Among these brands, Jimmy Choo has experienced the strongest growth in the period, thanks to the successful launch of its “I Want Choo” fragrance. The high demand for this new fragrance has even resulted in some retail locations selling out. In terms of global sales contribution, North America accounted for 38% in the first half of 2021, surpassing Asia (16%), Western Europe (14%), and France (8%).

Overall, Interparfums achieved a total revenue of 266.3 million euros in the first half of 2021, indicating an impressive 11.7% increase compared to the same period in 2019. The company’s net income also experienced significant growth, reaching 45.7 million euros, compared to 27.2 million euros two years ago. Additionally, Interparfums’ operating profit saw a 67% increase to 65.6 million euros in the first half of this year, with an exceptional operating margin of 24.7%.

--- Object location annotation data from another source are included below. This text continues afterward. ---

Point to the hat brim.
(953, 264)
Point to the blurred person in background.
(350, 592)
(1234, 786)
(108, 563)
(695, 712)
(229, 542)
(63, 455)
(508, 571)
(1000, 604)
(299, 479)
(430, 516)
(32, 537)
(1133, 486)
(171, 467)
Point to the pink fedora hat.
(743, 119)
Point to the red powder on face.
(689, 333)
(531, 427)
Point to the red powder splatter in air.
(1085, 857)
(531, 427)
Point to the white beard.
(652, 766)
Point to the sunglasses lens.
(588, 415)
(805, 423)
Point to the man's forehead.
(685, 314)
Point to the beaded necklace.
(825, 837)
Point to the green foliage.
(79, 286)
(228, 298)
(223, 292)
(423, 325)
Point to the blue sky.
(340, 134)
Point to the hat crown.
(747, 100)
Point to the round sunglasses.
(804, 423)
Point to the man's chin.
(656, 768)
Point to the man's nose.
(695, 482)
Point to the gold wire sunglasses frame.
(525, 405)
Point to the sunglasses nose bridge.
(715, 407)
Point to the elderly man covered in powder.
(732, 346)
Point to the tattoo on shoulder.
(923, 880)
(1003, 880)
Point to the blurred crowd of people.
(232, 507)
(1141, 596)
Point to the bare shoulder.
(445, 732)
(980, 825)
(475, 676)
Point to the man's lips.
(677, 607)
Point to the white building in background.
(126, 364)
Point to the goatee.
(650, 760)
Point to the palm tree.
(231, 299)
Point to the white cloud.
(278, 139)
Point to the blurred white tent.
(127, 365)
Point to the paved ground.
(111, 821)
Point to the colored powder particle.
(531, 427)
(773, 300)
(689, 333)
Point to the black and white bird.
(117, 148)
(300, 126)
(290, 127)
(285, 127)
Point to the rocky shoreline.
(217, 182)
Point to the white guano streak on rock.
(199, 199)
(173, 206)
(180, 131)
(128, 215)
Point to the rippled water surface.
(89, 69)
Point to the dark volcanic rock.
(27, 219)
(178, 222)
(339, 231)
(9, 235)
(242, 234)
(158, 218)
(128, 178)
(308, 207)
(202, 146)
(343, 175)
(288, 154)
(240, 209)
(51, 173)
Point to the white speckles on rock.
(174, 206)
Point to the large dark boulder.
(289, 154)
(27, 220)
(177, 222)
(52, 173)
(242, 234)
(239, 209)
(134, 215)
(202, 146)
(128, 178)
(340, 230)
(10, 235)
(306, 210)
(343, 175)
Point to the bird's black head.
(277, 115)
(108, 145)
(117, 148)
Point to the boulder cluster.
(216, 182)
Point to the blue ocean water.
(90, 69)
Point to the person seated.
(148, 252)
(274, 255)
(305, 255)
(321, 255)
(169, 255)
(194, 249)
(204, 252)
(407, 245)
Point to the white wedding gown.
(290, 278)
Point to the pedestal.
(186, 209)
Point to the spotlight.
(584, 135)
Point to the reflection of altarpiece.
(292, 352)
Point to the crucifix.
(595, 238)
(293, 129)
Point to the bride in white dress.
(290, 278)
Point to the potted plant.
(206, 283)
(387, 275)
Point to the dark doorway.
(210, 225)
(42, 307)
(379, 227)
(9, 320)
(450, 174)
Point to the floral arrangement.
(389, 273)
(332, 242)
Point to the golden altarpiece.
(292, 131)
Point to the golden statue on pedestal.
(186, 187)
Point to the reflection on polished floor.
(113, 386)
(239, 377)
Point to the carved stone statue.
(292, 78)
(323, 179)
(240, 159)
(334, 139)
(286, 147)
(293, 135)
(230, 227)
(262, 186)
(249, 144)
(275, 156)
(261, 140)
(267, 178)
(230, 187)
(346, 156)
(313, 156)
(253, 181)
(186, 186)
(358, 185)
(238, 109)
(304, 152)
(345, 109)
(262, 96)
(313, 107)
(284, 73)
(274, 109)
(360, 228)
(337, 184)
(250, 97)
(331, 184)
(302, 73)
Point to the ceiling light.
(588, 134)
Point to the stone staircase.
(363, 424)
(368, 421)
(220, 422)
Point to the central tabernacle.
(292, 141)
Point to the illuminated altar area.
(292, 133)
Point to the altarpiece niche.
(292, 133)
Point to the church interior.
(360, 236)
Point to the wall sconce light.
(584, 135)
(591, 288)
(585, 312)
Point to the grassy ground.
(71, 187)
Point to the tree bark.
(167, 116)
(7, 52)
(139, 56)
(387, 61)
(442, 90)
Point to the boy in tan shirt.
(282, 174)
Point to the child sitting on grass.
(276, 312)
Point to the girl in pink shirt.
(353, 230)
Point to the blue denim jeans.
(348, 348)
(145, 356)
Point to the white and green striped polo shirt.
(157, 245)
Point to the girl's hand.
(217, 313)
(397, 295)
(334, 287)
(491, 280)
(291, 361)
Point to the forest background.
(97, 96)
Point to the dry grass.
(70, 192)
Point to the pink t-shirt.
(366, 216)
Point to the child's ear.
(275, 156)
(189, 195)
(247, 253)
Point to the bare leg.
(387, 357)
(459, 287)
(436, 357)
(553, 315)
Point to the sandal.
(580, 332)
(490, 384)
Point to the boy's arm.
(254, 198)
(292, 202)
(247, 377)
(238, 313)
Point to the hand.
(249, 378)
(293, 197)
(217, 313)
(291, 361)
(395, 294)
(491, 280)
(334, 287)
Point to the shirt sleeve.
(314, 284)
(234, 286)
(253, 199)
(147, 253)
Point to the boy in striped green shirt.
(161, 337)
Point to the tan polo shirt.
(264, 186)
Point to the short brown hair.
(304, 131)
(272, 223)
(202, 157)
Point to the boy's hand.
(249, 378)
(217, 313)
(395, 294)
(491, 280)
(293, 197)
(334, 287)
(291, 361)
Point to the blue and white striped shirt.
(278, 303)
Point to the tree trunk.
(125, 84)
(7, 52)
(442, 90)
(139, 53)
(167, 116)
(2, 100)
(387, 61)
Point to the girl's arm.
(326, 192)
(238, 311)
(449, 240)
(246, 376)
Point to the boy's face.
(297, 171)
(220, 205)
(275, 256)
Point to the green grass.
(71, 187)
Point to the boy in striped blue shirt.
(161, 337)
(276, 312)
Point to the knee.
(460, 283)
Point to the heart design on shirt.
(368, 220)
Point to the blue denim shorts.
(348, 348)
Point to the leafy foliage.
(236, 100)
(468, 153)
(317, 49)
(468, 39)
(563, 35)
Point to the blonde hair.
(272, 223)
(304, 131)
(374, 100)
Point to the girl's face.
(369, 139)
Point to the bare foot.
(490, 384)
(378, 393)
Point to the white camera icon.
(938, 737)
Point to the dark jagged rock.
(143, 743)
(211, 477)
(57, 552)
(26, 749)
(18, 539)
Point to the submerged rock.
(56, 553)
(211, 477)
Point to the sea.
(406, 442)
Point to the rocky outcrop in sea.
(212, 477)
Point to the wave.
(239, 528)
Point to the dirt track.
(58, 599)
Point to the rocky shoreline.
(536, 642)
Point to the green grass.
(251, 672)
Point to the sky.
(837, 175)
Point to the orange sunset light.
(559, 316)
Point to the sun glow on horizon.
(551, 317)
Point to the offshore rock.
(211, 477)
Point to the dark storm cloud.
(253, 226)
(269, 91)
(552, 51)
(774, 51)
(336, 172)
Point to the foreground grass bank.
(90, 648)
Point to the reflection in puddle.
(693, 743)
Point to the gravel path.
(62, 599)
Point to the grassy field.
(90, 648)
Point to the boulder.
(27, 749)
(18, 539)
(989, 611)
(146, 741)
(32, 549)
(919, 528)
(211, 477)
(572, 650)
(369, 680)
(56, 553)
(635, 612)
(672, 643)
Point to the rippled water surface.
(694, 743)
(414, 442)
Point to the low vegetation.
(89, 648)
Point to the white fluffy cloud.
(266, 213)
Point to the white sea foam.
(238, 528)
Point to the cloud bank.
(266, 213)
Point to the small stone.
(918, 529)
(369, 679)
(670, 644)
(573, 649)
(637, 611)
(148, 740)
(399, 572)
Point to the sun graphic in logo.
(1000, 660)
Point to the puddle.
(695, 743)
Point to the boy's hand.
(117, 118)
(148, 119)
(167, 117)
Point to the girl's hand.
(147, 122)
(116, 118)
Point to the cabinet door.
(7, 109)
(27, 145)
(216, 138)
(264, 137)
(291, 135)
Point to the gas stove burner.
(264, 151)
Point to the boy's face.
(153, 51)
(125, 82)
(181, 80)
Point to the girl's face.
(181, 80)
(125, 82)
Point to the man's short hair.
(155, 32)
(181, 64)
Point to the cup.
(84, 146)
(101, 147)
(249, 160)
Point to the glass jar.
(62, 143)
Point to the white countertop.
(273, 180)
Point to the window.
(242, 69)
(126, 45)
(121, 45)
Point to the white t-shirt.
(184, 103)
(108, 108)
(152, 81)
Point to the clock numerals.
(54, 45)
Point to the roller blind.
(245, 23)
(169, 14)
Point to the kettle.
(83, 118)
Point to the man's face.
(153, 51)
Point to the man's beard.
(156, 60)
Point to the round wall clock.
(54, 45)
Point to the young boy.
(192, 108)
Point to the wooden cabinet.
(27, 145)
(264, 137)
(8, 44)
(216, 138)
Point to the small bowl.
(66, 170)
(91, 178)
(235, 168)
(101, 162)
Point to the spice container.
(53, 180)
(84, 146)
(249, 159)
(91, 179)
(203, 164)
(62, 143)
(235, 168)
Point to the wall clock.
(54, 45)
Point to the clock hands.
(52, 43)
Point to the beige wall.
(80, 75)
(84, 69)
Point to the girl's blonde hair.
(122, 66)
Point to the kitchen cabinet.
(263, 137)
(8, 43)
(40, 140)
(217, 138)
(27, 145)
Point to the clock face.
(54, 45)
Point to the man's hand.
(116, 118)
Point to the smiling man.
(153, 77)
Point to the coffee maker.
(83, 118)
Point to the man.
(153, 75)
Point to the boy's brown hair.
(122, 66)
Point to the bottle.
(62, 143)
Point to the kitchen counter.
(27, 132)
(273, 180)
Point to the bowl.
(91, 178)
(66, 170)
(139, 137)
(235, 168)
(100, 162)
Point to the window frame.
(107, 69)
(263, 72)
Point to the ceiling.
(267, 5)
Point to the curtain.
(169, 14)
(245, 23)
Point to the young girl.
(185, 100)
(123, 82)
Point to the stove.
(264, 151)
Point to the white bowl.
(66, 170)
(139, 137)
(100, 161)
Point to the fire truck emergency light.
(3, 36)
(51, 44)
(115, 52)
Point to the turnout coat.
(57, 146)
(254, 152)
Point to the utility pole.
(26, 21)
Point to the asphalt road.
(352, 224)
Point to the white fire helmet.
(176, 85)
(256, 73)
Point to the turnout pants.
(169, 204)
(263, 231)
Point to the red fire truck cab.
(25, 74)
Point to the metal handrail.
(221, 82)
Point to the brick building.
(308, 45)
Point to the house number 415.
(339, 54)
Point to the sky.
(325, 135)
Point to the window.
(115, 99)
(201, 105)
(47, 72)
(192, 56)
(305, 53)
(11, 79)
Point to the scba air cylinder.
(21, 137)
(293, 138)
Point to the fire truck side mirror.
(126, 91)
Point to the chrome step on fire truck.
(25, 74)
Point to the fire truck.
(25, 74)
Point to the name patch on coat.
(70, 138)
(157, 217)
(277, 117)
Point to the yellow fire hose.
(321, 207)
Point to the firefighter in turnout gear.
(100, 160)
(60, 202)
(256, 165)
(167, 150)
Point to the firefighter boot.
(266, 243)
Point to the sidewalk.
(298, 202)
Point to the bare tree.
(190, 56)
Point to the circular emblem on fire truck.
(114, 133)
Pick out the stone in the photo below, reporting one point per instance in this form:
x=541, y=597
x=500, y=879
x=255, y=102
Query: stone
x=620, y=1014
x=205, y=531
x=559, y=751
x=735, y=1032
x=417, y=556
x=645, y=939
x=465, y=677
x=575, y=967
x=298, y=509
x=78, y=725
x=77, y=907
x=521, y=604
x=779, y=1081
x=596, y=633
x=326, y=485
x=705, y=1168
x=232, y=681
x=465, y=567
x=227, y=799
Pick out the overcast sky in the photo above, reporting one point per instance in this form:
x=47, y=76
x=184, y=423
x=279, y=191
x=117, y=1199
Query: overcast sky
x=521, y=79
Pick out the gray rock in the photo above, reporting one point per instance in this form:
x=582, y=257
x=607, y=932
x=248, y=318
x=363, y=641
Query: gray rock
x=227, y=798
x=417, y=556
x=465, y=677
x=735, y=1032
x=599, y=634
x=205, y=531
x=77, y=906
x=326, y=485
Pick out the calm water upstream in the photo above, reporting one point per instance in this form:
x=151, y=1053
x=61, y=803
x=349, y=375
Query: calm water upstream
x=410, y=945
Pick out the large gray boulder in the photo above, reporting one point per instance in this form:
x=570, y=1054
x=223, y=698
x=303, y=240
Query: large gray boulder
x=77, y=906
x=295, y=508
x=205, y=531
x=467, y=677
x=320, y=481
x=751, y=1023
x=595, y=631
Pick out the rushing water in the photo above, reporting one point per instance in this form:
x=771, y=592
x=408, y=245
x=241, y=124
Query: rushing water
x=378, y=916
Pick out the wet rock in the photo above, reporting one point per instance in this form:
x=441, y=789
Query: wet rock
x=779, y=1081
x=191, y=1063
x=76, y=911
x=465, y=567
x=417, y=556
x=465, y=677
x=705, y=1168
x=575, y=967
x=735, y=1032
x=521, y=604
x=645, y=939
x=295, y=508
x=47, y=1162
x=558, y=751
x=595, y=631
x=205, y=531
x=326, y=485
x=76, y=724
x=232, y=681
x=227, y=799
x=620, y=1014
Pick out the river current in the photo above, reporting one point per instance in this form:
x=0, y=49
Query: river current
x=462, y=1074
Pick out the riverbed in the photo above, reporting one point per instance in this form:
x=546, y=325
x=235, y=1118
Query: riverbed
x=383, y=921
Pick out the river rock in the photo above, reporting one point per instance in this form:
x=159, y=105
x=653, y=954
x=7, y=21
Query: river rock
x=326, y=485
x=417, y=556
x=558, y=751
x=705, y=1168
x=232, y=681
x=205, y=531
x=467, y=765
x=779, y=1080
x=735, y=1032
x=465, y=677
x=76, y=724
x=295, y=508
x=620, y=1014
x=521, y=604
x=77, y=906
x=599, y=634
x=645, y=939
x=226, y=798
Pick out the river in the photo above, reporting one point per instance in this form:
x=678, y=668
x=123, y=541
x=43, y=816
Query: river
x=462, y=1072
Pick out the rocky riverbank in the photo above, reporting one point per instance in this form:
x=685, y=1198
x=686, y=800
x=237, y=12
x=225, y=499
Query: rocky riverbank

However, Interparfums anticipates a more challenging second half of the year. The company expects pressures in its supply chain due to rising material costs and transportation problems. Low inventory levels and delays in sourcing are leading to slower deliveries to partners, a situation that is expected to persist until early 2022. As a result, the operating margin is projected to decrease to around 15%, similar to the level in 2019. This is primarily due to increased marketing and publicity expenses linked to the launch of Moncler’s first fragrances.

Despite the challenges ahead in the supply chain, Interparfums remains optimistic about its future prospects. The company continues to focus on driving growth through its portfolio of iconic brands and remains committed to delivering strong financial performance.